I get easily distracted by all the colorful produce at farmers markets and sometimes I end up buying more than I should. Last week I purchased too many berries. Some of them were very ripe and I knew they would not last long. A cobbler is a good way to deal with the “I have too many berries” problem. As I was mixing the ingredients, I remembered that I had some pitted frozen sour cherries too. I added those in to make a total of 5 cups of fruit. You could use any mix of berries that you have on hand.
Berry and Sour Cherry Cobbler
Ingredients for the filling:
- 1 cup blueberries
- 1 cup raspberries
- 1 cup blackberries
- 1 cup sour cherries
- 1 cup currants
- ½ cup granulated sugar
- ¼ cup brown sugar
- 2 tablespoons cornstarch
- 1 teaspoon vanilla extract
- 1 teaspoon lemon juice
- 1 teaspoon orange zest or lemon zest
- ¼ teaspoon Kosher salt
- ¼ teaspoon cinnamon
Ingredients for the biscuit dough:
- 9 ounces flour
- 2 teaspoon baking powder
- 1 teaspoon granulated sugar
- ½ teaspoon salt
- 6 ounces buttermilk, plus more for brushing the tops of the biscuits
- 1 teaspoon orange zest
- 3 ounces butter, diced into ½ inch pieces and frozen
- demerara sugar for sprinkling (optional)

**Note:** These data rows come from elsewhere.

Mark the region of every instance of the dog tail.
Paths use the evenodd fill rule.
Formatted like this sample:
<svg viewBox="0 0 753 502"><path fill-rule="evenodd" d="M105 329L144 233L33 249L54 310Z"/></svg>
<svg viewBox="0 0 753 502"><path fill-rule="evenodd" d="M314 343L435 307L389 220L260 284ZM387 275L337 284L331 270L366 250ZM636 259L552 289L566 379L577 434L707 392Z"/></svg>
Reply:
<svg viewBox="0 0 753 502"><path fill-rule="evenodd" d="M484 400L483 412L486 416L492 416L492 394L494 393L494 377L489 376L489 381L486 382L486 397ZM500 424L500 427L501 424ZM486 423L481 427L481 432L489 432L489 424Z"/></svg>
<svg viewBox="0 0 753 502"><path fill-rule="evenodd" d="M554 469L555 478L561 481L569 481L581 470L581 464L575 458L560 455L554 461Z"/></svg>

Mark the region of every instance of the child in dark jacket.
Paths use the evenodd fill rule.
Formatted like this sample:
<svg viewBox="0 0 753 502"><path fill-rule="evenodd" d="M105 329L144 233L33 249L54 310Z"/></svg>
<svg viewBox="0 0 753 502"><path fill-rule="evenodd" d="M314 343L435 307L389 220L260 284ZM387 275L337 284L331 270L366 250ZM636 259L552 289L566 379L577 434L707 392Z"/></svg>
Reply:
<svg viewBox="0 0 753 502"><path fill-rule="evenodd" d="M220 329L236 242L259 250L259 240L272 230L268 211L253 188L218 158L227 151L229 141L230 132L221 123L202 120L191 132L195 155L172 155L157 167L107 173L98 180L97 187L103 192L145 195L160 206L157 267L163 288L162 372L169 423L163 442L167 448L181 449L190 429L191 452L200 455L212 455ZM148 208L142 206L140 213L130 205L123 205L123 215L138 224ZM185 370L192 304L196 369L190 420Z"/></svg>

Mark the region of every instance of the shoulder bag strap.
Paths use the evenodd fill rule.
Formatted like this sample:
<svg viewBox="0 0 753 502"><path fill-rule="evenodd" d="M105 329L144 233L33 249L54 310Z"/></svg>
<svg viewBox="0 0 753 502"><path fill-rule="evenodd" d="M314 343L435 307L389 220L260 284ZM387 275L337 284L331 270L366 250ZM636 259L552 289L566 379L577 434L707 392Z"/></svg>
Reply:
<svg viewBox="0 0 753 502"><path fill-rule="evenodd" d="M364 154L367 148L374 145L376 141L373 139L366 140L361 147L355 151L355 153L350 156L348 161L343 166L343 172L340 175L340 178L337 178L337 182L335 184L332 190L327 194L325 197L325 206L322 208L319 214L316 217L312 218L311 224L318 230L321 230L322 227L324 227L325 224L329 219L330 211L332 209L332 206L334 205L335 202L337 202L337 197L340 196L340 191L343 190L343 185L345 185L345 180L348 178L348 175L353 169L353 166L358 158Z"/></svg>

- Preheat oven to 375˚F, and line a cookie sheet with parchment paper in case the fruit juices bubble over your pan.
- For the filling: combine all the ingredients in a large bowl and set aside to macerate.
- For the biscuit dough: whisk together all the dry ingredients. Whisk together the buttermilk and orange zest. Toss the butter in with the flour mixture and transfer all the butter and flour mixture to a large food processor. Pulse 5 times to break up some of the butter into the flour. Slowly add in the buttermilk as you continue to pulse, until you have incorporated all of the buttermilk and you get a rough dough. You could do this by hand with two forks as well, or a pastry blender if you have one. Lightly sprinkle flour on your counter. Transfer the dough to your counter. Pat the dough out to a rectangle around 6 by 9 inches and fold into thirds, like you would a letter. Repeat two or three more times. Pat or roll the dough out until it’s ½ inch thick. Cut out biscuits with a round cookie cutter. Dip the cutter in flour and then press the cutter down into the dough. Do not make a twisting motion. I like to make them 2.5 inches in diameter. You could also cut them into squares with a knife. Reroll the dough, pat out to 1 inch thickness again, and cut out more biscuits.
- Pour the filling into a pan or oven safe skillet and top with the biscuits. Brush the biscuits with buttermilk and sprinkle with demerara sugar.
- Bake for 45 minutes. The filling will be thick and bubbly, and the biscuits will be golden brown. Serve with whipped cream or ice cream.